Le problème doit être posé sous sa double forme : historique et cul­turelle. Dans un premier temps, il faudra examiner le rôle du passé, dans la fondation d'une identité nationale et culturelle. Puis on verra comment ce passé, d'un point de vue culturel, permet à un peuple d'évoluer. Enfin, ce sont les conditions mêmes de l'évaluation du passé qu'il faudra préciser.

I. Le passé, c'est l'identité

A. La richesse d'une nation

1.    Les témoins architecturaux

Un peuple ou une nation s'évaluent à la richesse et à l'âge de leur civilisation : même s'ils sont pauvres aujourd'hui, on admirera leur grandeur passée, et en particulier les marques architecturales de cette grandeur.

Exemples : c'est le cas pour l'Égypte et ses pyramides, ou encore pour la Grèce et ses temples.

Exemple : c'est aussi le cas pour la très ancienne civilisation chi­noise, et en particulier pour l'armée de terre cuite de Xian, trouvée dans le tombeau du premier empereur.

2.    Les témoins littéraires

Mais les témoins de la grandeur culturelle d'un pays ne sont pas seu­lement architecturaux : on admirera aussi la littérature, ou la musique...

Exemple : le cas des langues mortes est caractéristique, puisqu'on continue de lire et de mettre en scène les pièces des tragiques grecs ou latins, alors que leur langue a disparu sous cette forme.

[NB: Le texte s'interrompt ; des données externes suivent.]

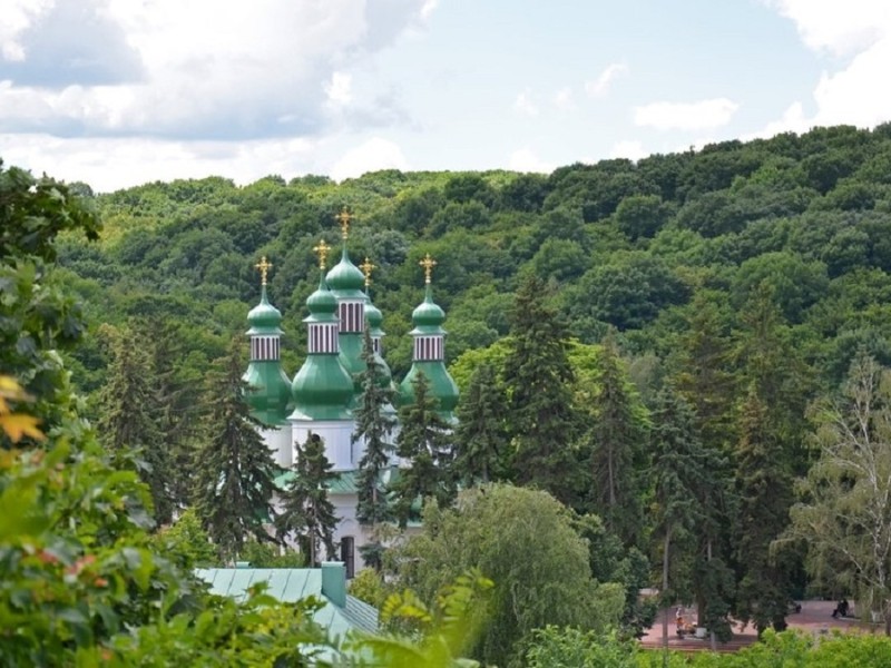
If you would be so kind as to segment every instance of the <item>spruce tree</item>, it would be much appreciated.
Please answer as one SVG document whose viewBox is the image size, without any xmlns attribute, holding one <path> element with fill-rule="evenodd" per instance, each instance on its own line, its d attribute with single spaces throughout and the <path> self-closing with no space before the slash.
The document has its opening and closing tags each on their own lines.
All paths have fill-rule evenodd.
<svg viewBox="0 0 891 668">
<path fill-rule="evenodd" d="M 427 376 L 419 372 L 412 381 L 414 403 L 399 411 L 400 432 L 396 454 L 408 460 L 409 468 L 400 470 L 393 485 L 395 515 L 400 527 L 405 527 L 415 500 L 428 498 L 448 505 L 454 498 L 452 481 L 452 445 L 448 423 L 437 411 L 437 397 L 430 392 Z"/>
<path fill-rule="evenodd" d="M 768 413 L 753 384 L 742 407 L 737 452 L 736 618 L 752 621 L 758 635 L 771 625 L 785 629 L 791 596 L 791 569 L 772 553 L 771 543 L 789 524 L 793 477 L 787 461 L 779 455 Z"/>
<path fill-rule="evenodd" d="M 362 394 L 355 415 L 352 442 L 363 441 L 365 452 L 359 460 L 356 474 L 356 519 L 372 527 L 372 540 L 359 548 L 366 566 L 380 570 L 383 566 L 383 544 L 379 539 L 380 524 L 391 519 L 390 500 L 381 484 L 383 471 L 393 453 L 392 434 L 395 420 L 386 411 L 395 402 L 395 391 L 386 383 L 383 366 L 374 354 L 371 332 L 365 327 L 362 341 L 365 369 L 359 376 Z"/>
<path fill-rule="evenodd" d="M 642 462 L 645 418 L 621 365 L 611 335 L 598 357 L 597 391 L 591 397 L 594 422 L 587 433 L 593 479 L 593 508 L 626 547 L 640 536 Z"/>
<path fill-rule="evenodd" d="M 306 442 L 297 445 L 294 478 L 282 493 L 282 512 L 275 518 L 275 531 L 284 541 L 288 536 L 297 537 L 306 549 L 307 562 L 315 568 L 319 543 L 325 547 L 327 559 L 334 558 L 334 530 L 337 515 L 327 497 L 327 488 L 337 475 L 325 456 L 325 442 L 310 432 Z"/>
<path fill-rule="evenodd" d="M 516 444 L 513 477 L 567 502 L 579 485 L 574 448 L 579 416 L 574 406 L 575 374 L 567 356 L 566 323 L 548 302 L 545 283 L 535 275 L 517 291 L 510 318 L 503 377 Z"/>
<path fill-rule="evenodd" d="M 106 332 L 111 362 L 99 393 L 96 431 L 120 465 L 135 462 L 151 493 L 155 521 L 166 524 L 173 514 L 170 466 L 148 346 L 130 326 Z"/>
<path fill-rule="evenodd" d="M 390 518 L 386 494 L 380 485 L 381 473 L 390 465 L 393 452 L 391 442 L 395 420 L 385 410 L 392 406 L 395 392 L 383 380 L 383 367 L 376 360 L 371 334 L 365 328 L 362 361 L 365 370 L 360 374 L 362 394 L 355 415 L 352 442 L 363 441 L 365 452 L 359 460 L 356 519 L 362 524 L 376 524 Z"/>
<path fill-rule="evenodd" d="M 482 363 L 461 394 L 454 431 L 454 474 L 467 487 L 501 477 L 508 449 L 505 396 L 491 364 Z"/>
<path fill-rule="evenodd" d="M 654 538 L 662 542 L 662 592 L 666 597 L 663 602 L 670 605 L 676 595 L 696 593 L 697 534 L 712 512 L 703 497 L 714 487 L 714 475 L 719 474 L 722 461 L 703 446 L 692 406 L 670 384 L 663 387 L 657 399 L 650 444 L 656 511 Z M 721 597 L 722 608 L 718 608 L 718 601 L 709 602 L 712 618 L 707 620 L 707 628 L 714 631 L 716 626 L 726 627 L 730 612 L 727 597 Z M 715 615 L 718 609 L 723 610 L 723 615 Z M 699 607 L 699 622 L 706 622 L 704 607 Z M 663 644 L 667 642 L 665 618 Z"/>
<path fill-rule="evenodd" d="M 241 346 L 218 360 L 207 393 L 204 442 L 196 453 L 194 501 L 202 524 L 223 557 L 235 561 L 245 540 L 272 540 L 272 495 L 280 469 L 251 416 L 242 381 Z"/>
<path fill-rule="evenodd" d="M 169 488 L 175 505 L 190 502 L 190 464 L 200 424 L 200 376 L 183 364 L 189 341 L 183 325 L 170 320 L 139 323 L 149 353 L 157 389 L 158 425 L 170 462 Z M 149 334 L 150 333 L 150 334 Z"/>
<path fill-rule="evenodd" d="M 803 435 L 809 374 L 764 284 L 753 292 L 741 320 L 737 358 L 747 396 L 735 452 L 736 617 L 753 620 L 760 631 L 767 625 L 782 630 L 792 573 L 801 563 L 787 551 L 772 552 L 771 544 L 789 525 L 792 480 L 807 464 Z"/>
</svg>

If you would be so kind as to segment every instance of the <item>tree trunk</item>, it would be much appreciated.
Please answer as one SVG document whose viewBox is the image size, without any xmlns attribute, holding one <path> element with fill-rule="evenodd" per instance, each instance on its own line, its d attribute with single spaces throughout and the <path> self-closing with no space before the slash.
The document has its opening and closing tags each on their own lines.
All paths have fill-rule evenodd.
<svg viewBox="0 0 891 668">
<path fill-rule="evenodd" d="M 707 563 L 712 562 L 712 539 L 709 538 L 708 541 L 705 543 L 705 561 Z M 701 610 L 705 610 L 705 606 L 703 605 Z M 712 642 L 712 651 L 717 651 L 717 639 L 715 638 L 715 629 L 712 628 L 715 625 L 708 623 L 708 638 Z"/>
<path fill-rule="evenodd" d="M 662 596 L 668 591 L 668 550 L 672 544 L 672 528 L 665 530 L 665 541 L 662 547 Z M 662 646 L 668 649 L 668 610 L 662 616 Z"/>
</svg>

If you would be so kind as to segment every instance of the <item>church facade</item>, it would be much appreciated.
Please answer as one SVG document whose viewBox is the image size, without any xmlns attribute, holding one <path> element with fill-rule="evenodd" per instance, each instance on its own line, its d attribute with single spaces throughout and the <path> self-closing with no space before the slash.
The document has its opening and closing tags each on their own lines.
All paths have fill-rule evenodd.
<svg viewBox="0 0 891 668">
<path fill-rule="evenodd" d="M 396 385 L 383 357 L 383 315 L 370 297 L 373 265 L 368 258 L 360 266 L 353 264 L 347 248 L 350 214 L 344 210 L 337 219 L 343 242 L 340 262 L 326 272 L 331 247 L 320 242 L 313 249 L 319 256 L 319 288 L 306 299 L 307 316 L 303 322 L 307 328 L 307 354 L 293 380 L 281 363 L 282 314 L 268 301 L 266 292 L 266 275 L 272 265 L 265 257 L 256 265 L 261 272 L 261 301 L 247 316 L 251 357 L 243 377 L 249 386 L 246 400 L 251 412 L 263 425 L 264 442 L 282 469 L 292 468 L 297 444 L 304 443 L 310 433 L 324 440 L 325 455 L 337 475 L 329 488 L 339 518 L 334 541 L 339 544 L 339 558 L 352 577 L 363 566 L 359 548 L 371 541 L 370 527 L 356 520 L 355 480 L 365 448 L 361 439 L 355 442 L 353 439 L 353 412 L 361 397 L 360 374 L 365 371 L 362 360 L 365 328 L 385 382 L 396 391 L 399 406 L 413 402 L 412 380 L 423 373 L 439 401 L 440 413 L 453 423 L 458 387 L 444 363 L 446 314 L 432 296 L 431 273 L 435 262 L 427 255 L 420 263 L 425 293 L 412 314 L 413 328 L 409 333 L 413 338 L 412 366 Z M 399 406 L 384 410 L 394 413 Z M 394 472 L 404 462 L 393 455 L 391 464 L 389 472 Z M 381 481 L 384 485 L 389 472 Z M 277 479 L 280 488 L 290 477 L 293 473 L 288 471 Z"/>
</svg>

Exemple : de même, la littérature chinoise est mondialement appré­ciée pour ses grands classiques, comme Le Rêve dans le pavillon rouge, ou Au Bord de l'eau.

3. Mesurer une évolution

Ces nombreux témoins de la grandeur passée d'une culture servent en quelque sorte de repères pour mesurer l'évolution d'un peuple ou d'une civilisation.

Exemple : la querelle des Anciens et des Modernes.

Exemple : la révolution métrique de la fin du xixe siècle.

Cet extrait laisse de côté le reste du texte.